Parameter Type: Drinking Water Testing for Volatiles
Parameter Name: 1,1-Dichloroethene
What it is and Where it Comes From:
1,1-Dichloroethene, commonly called 1,1-dichloroethylene or vinylidene chloride or 1,1-DCE, is an organochloride with the molecular formula C2H2Cl2. It is a colorless liquid with a sharp odor. Like most chlorocarbons, it is poorly soluble in water, but soluble in organic solvents. 1,1-DCE was the precursor to the original cling-wrap, Saran, for food, but this application has been phased out. 1,1-Dichloroethene can enter the environment when it is released to the air during its production or released to surface water or soil as a result of waste disposal. Most 1,1-dichloroethene evaporates quickly and mainly enters the environment through the air, although some enters rivers or lakes. 1,1-Dichloroethene can enter soil, water, and air in large amounts during an accidental spill. 1,1-Dichloroethene can also enter the environment as a breakdown product of other chemicals in the environment. We do not know exactly how long 1,1-dichloroethene stays in water. It is not readily transferred to fish or birds, and only very small amounts enter the food chain. In soil, 1,1-dichloroethene either evaporates to the air or percolates down through soil with rainwater and enters underground water. Small living organisms in soil and groundwater may transform it into other less harmful substances, although this happens slowly. Drinking water testing gives you several benefits like peace of mind, identifying contaminants in your water, and insight into health concerns. Safe Home offers Laboratory drinking water testing kits for 1,1-Dichloroethene, allowing you to collect your water sample and ship it directly to our EPA-Certified Laboratory. This platform of drinking water testing for 1,1-Dichloroethene will give you an accurate level based on the lowest level of a parameter our instruments can detect (Method Detection Level).

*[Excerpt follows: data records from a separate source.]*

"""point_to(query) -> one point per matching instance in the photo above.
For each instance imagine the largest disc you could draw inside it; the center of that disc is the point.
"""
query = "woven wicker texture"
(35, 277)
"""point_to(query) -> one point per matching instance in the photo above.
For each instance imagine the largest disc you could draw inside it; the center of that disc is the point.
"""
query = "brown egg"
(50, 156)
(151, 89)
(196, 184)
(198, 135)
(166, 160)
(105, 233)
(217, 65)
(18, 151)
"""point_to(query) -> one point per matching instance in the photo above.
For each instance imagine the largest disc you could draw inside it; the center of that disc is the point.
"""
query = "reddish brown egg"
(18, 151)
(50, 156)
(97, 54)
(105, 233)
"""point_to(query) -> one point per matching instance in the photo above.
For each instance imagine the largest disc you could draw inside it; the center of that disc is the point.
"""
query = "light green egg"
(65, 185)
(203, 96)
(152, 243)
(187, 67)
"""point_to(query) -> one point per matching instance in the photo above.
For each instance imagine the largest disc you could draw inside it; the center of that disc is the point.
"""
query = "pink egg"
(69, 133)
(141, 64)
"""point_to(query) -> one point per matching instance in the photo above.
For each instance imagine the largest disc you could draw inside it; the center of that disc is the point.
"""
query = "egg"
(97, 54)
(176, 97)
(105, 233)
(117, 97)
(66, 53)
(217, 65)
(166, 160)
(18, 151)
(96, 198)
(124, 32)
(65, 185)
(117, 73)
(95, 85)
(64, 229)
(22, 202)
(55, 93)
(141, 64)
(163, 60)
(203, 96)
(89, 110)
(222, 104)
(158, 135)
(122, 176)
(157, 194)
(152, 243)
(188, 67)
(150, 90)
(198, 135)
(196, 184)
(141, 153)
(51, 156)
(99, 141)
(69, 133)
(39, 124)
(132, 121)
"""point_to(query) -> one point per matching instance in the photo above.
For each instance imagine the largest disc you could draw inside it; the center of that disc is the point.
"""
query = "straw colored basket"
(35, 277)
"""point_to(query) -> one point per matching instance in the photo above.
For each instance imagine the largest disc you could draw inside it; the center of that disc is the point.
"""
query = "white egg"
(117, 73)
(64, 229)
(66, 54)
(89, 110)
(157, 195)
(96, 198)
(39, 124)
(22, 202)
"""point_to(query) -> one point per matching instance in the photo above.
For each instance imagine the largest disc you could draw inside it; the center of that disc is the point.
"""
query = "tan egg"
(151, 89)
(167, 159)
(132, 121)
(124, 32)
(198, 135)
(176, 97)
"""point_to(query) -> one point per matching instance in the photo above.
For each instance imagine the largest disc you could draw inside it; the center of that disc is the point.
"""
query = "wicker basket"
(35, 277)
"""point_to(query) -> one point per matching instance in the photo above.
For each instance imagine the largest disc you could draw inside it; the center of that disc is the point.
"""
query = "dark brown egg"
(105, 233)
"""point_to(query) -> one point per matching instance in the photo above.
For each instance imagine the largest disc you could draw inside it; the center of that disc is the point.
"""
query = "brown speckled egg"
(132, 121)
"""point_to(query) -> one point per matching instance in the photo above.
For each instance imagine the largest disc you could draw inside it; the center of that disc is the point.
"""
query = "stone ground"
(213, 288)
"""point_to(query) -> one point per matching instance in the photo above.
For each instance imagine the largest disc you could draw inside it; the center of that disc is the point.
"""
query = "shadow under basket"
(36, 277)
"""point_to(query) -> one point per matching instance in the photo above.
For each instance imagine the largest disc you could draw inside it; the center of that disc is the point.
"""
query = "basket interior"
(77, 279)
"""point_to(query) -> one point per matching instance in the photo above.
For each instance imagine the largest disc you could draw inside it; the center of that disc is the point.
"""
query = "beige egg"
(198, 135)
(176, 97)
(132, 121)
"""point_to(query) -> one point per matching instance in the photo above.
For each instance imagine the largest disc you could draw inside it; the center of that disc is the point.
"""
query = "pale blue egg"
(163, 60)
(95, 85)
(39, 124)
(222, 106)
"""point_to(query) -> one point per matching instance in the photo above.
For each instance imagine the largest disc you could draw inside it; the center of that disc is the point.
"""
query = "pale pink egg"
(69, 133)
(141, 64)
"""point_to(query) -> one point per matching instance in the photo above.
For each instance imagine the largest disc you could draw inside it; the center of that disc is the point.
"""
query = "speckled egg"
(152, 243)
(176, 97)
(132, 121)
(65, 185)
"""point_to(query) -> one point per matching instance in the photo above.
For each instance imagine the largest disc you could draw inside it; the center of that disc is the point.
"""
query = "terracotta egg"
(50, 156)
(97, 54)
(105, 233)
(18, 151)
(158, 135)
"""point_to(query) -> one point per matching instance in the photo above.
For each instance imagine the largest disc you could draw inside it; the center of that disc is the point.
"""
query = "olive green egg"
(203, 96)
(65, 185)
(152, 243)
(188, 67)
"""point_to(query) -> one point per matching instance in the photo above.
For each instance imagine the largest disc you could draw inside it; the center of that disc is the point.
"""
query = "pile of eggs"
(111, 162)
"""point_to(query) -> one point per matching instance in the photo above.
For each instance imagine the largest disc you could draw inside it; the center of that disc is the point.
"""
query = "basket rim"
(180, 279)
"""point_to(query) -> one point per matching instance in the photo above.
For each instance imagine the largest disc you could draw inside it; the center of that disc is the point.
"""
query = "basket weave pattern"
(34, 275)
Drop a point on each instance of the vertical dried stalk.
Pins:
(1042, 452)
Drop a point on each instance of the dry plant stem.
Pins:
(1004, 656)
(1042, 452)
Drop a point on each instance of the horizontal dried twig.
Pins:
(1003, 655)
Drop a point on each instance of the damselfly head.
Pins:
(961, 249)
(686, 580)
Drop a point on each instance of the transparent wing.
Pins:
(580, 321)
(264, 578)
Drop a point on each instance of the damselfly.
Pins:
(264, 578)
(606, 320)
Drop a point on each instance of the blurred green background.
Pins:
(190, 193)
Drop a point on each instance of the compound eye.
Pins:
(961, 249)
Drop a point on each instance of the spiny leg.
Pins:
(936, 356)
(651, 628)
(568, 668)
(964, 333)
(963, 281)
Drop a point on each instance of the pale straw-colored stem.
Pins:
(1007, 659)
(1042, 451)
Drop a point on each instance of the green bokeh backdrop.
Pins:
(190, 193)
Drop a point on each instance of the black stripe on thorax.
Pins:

Safe Home drinking water testing for volatiles can be used for city and well water supplies. Drinking water testing should be done any time you notice a significant change in your water quality.

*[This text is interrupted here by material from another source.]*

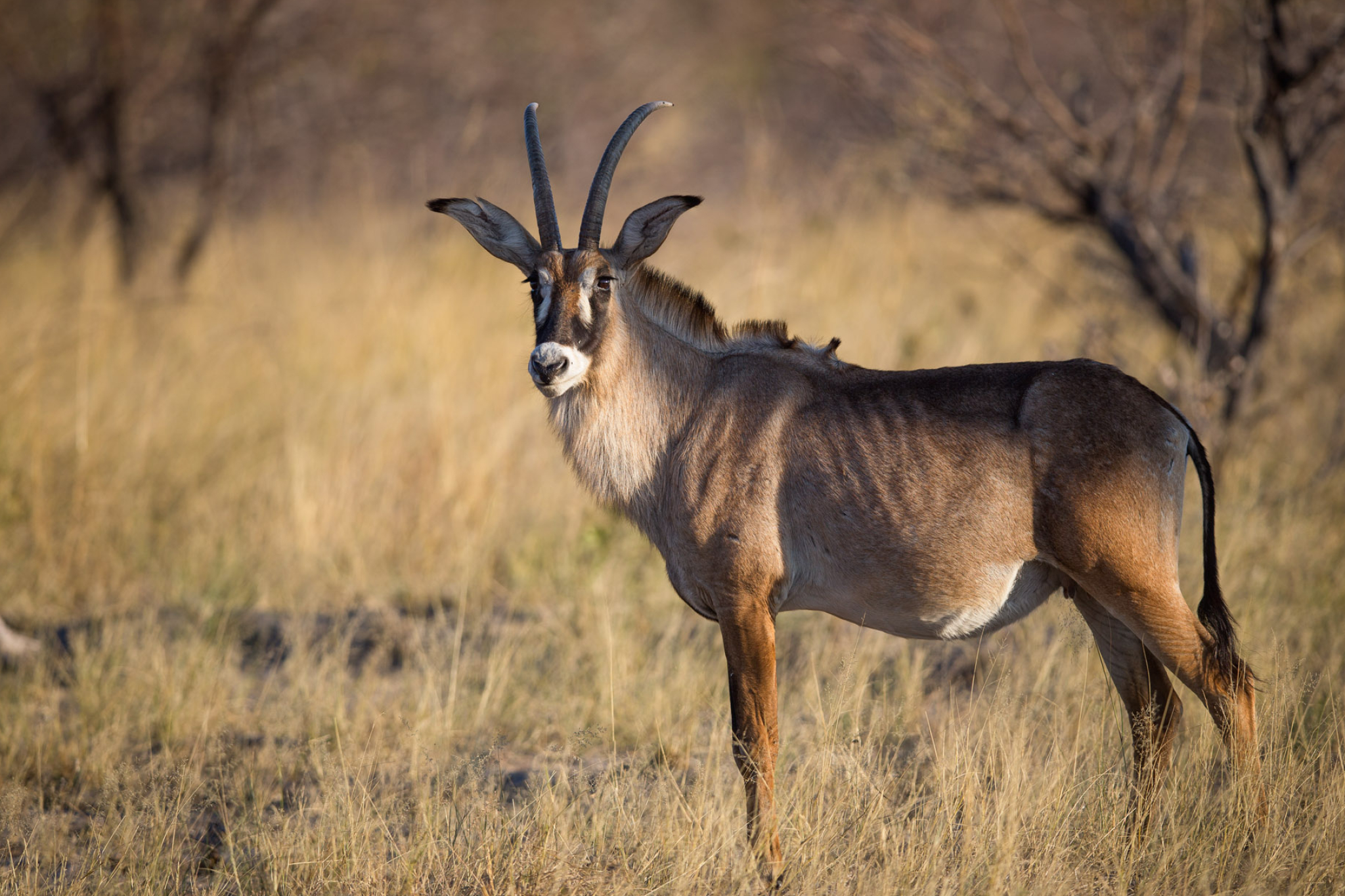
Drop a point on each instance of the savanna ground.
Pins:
(326, 613)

The health effects from exposure to 1,1-DCE are primarily on the central nervous system, including symptoms of sedation, inebriation, convulsions, spasms, and unconsciousness at high concentrations. 1,1-DCE has the potential to cause the following effects from a lifetime exposure at levels above the MCL is liver and kidney damage, as well as toxicity to the developing fetus, and cancer.

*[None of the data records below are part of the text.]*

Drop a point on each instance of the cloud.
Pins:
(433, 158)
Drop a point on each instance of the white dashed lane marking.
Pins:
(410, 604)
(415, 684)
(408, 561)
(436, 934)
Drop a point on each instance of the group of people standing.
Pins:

Solutions to Contaminant Levels:
You have completed to drinking water testing process, what is the next step? A filter with granular activated carbon (GAC) is a proven option to remove certain chemicals, particularly organic chemicals, from water. GAC filters also can be used to remove chemicals that give objectionable odors or tastes to water such as hydrogen sulfide (rotten eggs odor) or chlorine. Reverse osmosis is a process that removes foreign contaminants, solid substances, large molecules, and minerals from water by using pressure to push it through specialized membranes. Here’s how reverse osmosis works. Unlike osmosis, which is a passive process, reverse osmosis requires external force (pressure) to work. Pressure is applied to a highly concentrated solute solution, such as salt water, to pass through a membrane to a lower concentrate solution. The membrane allows water to flow through but blocks out larger molecules, like contaminants. The reverse osmosis process leaves higher concentrations of solute on one side and only the solvent, or freshwater, on the other. Who do I need to contact to find out more information about water quality in my area? Every community water supplier must provide an annual report to its customers, known as a Consumer Confidence Report (CCR). The report provides information on your local drinking water quality, including the water’s source, contaminants found in the water, and how consumers can get involved in protecting drinking water. How often does the local public water system preform drinking water testing? Frequency of drinking water testing depends on the number of people served, the type of water source, and types of contaminants. Certain contaminants are tested more frequently than others, as established by the Safe Drinking Water Act. You can find out about levels of regulated contaminants in your treated water for the previous calendar year in your annual Consumer Confidence Report (CCR).